Abstract

Improving plant salt tolerance is thus a veritable challenge for breeders as salt stress is one of the most important factors that negatively affect plant growth and productivity worldwide. In this study, we evaluated the physiological strategies involved in the salt resistance of three salt resistant mutant lines. Three weeks old plants of the three mutant lines and that of the control cultivar Locale were submitted in pots to three NaCl concentrations (0; 100 and 200 mM) in a completely randomized design with three replications. Plant growth, ions and organic solutes contents were determined after two weeks of treatment. Plant growth reduction under salt stress was earlier and more accentuated in the control cultivar followed by line L2 than the salt resistant lines L18 and L23. The rate of Na+, proline and soluble sugars accumulation; that of K+ and Ca++ absorption and that of K/Na and Ca/Na reduction under salt stress varied greatly according to the population.
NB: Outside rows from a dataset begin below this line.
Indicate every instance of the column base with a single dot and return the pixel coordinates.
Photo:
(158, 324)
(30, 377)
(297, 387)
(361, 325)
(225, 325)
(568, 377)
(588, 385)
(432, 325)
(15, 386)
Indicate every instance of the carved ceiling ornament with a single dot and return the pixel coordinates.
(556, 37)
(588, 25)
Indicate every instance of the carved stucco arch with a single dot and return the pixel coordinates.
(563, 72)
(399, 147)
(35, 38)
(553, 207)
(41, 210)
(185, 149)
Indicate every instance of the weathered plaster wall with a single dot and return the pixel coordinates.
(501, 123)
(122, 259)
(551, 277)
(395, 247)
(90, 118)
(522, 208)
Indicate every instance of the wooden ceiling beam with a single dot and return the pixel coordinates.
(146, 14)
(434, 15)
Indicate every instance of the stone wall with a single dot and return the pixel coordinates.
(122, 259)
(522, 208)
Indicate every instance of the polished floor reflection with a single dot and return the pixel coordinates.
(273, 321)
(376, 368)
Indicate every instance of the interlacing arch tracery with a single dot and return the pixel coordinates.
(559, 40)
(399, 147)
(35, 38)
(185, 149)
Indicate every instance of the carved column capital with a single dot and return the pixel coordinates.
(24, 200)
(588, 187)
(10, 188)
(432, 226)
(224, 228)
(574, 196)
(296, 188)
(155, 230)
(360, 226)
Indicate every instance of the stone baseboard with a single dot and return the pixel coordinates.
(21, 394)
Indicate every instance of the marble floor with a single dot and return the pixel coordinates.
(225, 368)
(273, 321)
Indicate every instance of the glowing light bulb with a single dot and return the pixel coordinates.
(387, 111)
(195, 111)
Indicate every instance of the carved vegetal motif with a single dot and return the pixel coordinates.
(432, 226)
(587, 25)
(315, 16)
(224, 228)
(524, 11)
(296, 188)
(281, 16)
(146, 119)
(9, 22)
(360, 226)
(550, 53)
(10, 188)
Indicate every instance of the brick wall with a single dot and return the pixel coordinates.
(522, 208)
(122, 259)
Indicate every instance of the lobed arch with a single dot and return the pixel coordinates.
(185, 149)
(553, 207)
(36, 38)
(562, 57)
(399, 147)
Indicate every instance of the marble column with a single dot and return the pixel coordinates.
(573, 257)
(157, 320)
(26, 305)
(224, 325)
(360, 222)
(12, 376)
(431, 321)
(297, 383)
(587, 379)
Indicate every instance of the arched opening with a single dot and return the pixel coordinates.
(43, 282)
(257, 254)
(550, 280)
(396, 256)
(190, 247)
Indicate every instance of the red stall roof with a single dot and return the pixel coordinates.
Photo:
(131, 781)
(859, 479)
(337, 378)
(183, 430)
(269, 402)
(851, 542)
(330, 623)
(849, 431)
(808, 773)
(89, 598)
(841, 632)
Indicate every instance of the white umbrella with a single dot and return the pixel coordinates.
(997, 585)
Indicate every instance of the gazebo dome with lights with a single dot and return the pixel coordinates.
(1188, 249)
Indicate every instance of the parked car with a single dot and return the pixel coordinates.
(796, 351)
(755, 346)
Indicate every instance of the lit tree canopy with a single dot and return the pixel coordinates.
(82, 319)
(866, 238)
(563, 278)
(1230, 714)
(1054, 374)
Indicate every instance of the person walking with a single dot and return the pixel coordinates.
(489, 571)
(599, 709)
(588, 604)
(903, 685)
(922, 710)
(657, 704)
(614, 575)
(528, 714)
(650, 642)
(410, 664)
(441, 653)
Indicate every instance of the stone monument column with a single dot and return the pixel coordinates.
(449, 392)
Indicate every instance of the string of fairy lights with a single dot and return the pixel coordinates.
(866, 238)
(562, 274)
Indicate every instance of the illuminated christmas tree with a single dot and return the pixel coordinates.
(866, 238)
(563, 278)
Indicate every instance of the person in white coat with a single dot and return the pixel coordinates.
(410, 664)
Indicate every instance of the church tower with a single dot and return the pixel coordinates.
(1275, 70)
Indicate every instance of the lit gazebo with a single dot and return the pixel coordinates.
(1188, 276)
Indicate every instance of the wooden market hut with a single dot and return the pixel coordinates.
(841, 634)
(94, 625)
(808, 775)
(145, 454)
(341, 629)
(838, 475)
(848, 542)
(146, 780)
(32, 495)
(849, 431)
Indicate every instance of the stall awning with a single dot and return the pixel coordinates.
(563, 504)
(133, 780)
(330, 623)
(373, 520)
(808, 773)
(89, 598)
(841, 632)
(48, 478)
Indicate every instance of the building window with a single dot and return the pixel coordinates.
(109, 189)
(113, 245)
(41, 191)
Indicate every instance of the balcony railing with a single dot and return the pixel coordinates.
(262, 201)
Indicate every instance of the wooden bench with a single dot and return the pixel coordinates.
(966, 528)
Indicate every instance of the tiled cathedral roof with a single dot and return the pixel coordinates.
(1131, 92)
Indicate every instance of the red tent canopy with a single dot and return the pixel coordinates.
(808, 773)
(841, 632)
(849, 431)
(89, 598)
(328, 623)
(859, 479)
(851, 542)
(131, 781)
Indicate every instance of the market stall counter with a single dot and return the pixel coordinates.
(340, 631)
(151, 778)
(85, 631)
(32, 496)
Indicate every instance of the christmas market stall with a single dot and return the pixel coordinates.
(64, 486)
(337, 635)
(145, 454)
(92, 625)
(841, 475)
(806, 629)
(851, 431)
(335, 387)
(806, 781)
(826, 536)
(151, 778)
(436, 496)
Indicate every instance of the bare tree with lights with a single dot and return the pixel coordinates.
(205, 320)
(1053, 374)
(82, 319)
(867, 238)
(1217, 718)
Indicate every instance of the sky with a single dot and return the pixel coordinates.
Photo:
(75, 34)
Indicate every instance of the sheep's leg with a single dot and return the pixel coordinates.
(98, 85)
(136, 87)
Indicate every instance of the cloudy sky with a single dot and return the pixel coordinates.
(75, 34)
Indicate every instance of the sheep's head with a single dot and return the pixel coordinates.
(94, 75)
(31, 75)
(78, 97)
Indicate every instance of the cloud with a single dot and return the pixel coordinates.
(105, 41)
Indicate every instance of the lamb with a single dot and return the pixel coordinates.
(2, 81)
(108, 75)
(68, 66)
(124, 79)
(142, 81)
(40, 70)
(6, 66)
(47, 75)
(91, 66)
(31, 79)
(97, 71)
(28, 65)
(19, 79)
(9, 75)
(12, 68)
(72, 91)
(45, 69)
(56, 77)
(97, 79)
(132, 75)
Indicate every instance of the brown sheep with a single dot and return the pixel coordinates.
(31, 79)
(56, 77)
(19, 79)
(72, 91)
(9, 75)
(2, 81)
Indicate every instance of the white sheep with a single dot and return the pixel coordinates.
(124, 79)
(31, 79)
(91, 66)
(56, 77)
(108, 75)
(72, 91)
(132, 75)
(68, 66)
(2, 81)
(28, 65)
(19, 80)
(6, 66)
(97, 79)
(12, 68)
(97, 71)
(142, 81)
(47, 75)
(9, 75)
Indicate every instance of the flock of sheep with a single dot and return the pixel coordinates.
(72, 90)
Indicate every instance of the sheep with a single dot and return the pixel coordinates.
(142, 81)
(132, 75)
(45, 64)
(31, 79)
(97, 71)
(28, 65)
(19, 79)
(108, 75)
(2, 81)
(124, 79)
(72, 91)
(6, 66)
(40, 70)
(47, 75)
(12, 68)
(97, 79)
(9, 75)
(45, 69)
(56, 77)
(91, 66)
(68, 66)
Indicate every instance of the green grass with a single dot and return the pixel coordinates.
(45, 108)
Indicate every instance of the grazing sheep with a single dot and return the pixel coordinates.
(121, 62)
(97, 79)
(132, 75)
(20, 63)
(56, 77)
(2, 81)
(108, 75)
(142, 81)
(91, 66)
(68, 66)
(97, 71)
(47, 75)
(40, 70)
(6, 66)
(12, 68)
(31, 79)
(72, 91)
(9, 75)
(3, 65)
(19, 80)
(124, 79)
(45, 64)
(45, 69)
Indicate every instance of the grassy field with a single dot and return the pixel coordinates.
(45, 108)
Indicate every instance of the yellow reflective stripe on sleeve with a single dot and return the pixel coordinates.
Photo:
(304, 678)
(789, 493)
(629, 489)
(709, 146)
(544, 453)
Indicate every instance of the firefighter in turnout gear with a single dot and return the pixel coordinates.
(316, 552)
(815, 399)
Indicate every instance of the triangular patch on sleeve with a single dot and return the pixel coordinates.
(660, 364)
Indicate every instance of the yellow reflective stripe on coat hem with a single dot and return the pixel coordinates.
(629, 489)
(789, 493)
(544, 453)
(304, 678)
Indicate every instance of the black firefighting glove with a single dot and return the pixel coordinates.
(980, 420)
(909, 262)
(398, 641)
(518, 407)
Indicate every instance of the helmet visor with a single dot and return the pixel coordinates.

The salt resistance of line L18 was due to Na+ accumulation in leaves associated to proline and soluble sugars accumulation, the maintenance of high absorption of Ca++, high K/Na and Ca/Na ratios whereas that of line L23 was due to Na+ exclusion from leaves associated to the maintenance of high absorption of high K+ and Ca++, high K/Na and Ca/Na ratios. Line L2 resist to salt stress via proline accumulation and the maintenance of high Ca/Na ratio. Thus, lines developped different salt resistance strategies according to their relative salt resistance level.

Key words: Amaranthus cruentus, mutant lines, salt resistance mechanisms.